My goal is to compute the correlation matrix, but this dataset seems to have some NA values
> sum(is.na(matrix))
[1] 109
I've tried these codes, but none of them works.
The first
cor(matrix, use = "pairwise.complete.obs")
R replies
Error in cor(matrix, use = "pairwise.complete.obs") :
'x' must be numeric
The second
cor(na.omit(matrix))
R answers
Error in cor(na.omit(matrix)) : 'x' must be numeric
I've also tried
matrix <- as.numeric(matrix)
But I get another kind of error
Error: 'list' object cannot be coerced to type 'double'
How can I solve? What am I doing wrong?
The problem might be in the type of your data columns. In your example some of your data columns are of type factor
(indicated as <fct>
in your data like studio
for example). They are actually numeric
but currently of factor
type in your dataset for some unknown reasons. Therefore they are recognized by the cor()

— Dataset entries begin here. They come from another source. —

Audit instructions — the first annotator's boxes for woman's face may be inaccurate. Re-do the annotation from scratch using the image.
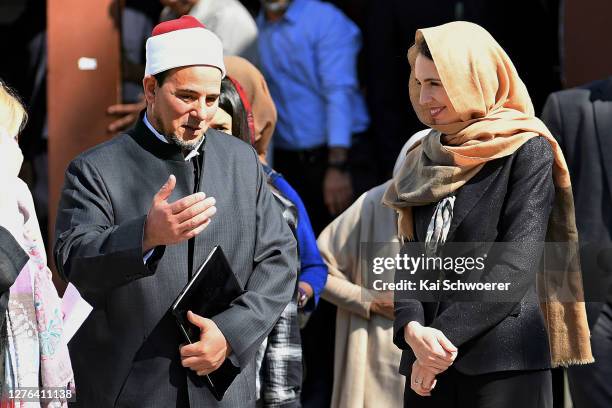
[210,107,233,135]
[414,53,461,125]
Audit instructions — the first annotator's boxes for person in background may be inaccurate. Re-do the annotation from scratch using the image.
[120,3,158,104]
[161,0,259,64]
[211,78,252,142]
[257,0,370,232]
[541,79,612,408]
[257,3,369,404]
[316,129,428,408]
[223,56,277,156]
[211,65,329,407]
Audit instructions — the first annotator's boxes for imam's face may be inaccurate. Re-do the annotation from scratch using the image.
[146,65,222,150]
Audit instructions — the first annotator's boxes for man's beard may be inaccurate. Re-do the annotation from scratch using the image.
[165,133,204,152]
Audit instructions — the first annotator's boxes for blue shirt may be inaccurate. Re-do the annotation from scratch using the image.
[265,166,328,310]
[257,0,370,150]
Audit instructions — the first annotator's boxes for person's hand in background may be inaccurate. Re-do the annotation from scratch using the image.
[370,291,394,320]
[106,96,146,133]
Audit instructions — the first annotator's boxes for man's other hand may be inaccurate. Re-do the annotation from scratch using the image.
[180,311,232,376]
[143,175,216,252]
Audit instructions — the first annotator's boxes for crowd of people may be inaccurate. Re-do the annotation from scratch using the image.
[0,0,611,407]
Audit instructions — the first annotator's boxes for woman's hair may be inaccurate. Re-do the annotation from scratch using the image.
[416,37,433,61]
[0,79,27,139]
[219,77,253,144]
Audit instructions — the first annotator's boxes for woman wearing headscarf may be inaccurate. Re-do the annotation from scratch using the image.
[223,56,277,158]
[385,22,592,407]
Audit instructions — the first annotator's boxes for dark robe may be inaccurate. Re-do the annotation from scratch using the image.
[54,119,298,407]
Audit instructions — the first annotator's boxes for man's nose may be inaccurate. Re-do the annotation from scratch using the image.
[190,100,208,121]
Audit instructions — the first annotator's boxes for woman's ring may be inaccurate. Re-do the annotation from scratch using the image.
[414,378,423,384]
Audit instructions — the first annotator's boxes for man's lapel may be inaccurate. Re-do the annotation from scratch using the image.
[592,80,612,199]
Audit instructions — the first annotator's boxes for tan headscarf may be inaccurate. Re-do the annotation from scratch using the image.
[224,56,277,156]
[383,21,593,367]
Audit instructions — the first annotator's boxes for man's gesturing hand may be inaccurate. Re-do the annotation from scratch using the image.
[180,311,232,376]
[143,175,216,252]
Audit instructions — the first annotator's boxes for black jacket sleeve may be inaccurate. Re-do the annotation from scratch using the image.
[53,158,164,300]
[393,264,425,350]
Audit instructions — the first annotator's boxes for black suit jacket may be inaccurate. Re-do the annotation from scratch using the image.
[394,137,555,376]
[54,120,297,407]
[541,79,612,316]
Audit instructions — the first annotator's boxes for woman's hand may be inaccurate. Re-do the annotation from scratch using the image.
[404,321,457,374]
[410,359,437,396]
[297,281,313,309]
[370,292,394,320]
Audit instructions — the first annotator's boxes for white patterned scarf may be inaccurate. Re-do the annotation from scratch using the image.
[424,196,456,257]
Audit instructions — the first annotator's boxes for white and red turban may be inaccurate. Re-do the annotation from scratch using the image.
[145,15,226,77]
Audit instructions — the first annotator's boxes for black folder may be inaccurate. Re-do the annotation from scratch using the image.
[170,246,244,401]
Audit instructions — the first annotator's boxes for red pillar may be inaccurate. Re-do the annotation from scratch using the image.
[47,0,122,288]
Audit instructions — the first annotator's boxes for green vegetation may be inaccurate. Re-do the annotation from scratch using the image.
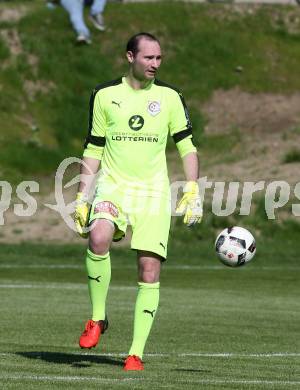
[283,148,300,163]
[1,1,300,179]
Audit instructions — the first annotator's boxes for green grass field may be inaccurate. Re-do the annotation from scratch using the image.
[0,226,299,389]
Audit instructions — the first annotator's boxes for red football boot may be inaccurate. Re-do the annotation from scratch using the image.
[79,317,108,349]
[123,355,144,371]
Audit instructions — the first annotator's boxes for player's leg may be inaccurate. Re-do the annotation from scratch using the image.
[87,218,115,320]
[124,196,170,370]
[124,251,161,370]
[79,218,114,348]
[79,192,127,349]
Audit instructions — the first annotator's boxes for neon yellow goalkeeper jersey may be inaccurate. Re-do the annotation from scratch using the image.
[83,77,195,198]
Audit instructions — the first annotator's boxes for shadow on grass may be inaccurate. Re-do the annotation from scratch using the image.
[16,351,123,368]
[172,368,211,373]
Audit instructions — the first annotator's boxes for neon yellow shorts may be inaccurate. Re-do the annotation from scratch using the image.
[89,190,171,259]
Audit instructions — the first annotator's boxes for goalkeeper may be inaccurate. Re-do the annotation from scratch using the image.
[74,32,202,371]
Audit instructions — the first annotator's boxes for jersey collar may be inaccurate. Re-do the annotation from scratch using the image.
[122,76,155,92]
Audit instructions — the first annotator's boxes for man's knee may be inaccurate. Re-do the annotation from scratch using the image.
[140,271,158,284]
[138,253,161,283]
[89,237,110,255]
[89,219,114,255]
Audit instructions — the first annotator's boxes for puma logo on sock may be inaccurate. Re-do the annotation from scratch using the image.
[143,309,156,318]
[88,275,101,283]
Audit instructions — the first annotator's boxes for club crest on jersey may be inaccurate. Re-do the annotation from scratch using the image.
[147,101,161,116]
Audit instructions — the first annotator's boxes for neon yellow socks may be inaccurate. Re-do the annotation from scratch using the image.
[128,282,160,359]
[86,252,159,357]
[86,249,111,321]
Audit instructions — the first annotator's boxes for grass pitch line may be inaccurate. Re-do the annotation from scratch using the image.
[81,352,300,358]
[0,374,299,386]
[1,264,227,269]
[2,352,298,358]
[72,352,300,358]
[0,374,144,383]
[0,283,135,290]
[0,264,299,270]
[0,264,83,269]
[178,379,300,386]
[177,352,300,357]
[0,264,226,269]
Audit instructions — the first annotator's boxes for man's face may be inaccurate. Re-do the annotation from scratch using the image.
[127,38,162,81]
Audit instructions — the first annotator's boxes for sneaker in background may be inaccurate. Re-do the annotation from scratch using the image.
[89,13,106,31]
[76,34,92,45]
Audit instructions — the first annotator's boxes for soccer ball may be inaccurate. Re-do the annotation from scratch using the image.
[215,226,256,267]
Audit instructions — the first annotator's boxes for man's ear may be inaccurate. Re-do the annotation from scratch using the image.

function as string type and not numeric resulted in throwing the error. So, you might need to convert your data type into their numeric format for correlation analysis. One option is to use type.convert()

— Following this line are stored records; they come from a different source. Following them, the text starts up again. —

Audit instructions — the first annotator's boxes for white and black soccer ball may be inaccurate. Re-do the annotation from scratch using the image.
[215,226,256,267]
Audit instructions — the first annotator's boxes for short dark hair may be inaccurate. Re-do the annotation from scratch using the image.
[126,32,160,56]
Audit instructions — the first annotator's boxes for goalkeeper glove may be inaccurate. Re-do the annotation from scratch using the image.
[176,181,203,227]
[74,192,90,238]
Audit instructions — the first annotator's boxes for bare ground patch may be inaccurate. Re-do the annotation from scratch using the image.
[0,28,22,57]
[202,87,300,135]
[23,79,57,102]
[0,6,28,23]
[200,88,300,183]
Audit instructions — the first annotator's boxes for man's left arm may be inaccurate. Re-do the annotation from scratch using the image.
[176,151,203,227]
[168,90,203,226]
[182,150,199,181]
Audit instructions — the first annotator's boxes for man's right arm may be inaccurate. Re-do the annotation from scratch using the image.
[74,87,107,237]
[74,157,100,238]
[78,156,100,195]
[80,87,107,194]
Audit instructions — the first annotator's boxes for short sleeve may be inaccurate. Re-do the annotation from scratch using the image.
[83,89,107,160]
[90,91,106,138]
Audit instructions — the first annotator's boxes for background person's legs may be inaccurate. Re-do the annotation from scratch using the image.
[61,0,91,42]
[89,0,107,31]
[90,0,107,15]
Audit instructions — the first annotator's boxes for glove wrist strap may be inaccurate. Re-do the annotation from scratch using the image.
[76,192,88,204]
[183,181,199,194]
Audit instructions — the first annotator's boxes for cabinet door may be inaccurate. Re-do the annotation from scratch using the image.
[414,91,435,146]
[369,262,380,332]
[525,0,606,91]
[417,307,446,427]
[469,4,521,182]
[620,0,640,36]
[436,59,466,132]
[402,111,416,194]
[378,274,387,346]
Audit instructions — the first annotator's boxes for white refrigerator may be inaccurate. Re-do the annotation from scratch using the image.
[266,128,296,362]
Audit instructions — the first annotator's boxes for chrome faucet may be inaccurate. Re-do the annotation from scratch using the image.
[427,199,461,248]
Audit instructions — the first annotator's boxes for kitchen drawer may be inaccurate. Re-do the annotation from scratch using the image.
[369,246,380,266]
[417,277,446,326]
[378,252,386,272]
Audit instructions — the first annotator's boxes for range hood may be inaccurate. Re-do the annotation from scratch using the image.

. If you have columns of type character
(like string values) they must be removed from the data to be used for correlation analysis. Also as was suggested by commenters would be better to not use reserved names in R for your objects like matrix
in your example. Here is my advise:
# copy your data into dft
dft<-matrix
#return the type of variables into their actual type
dft <- type.convert(dft,as.is=TRUE)
# perform correlation excluding first two columns as you explained not informative
cor(dft[,-c(1:2)],use = "pairwise.complete.obs")
Hope it could helps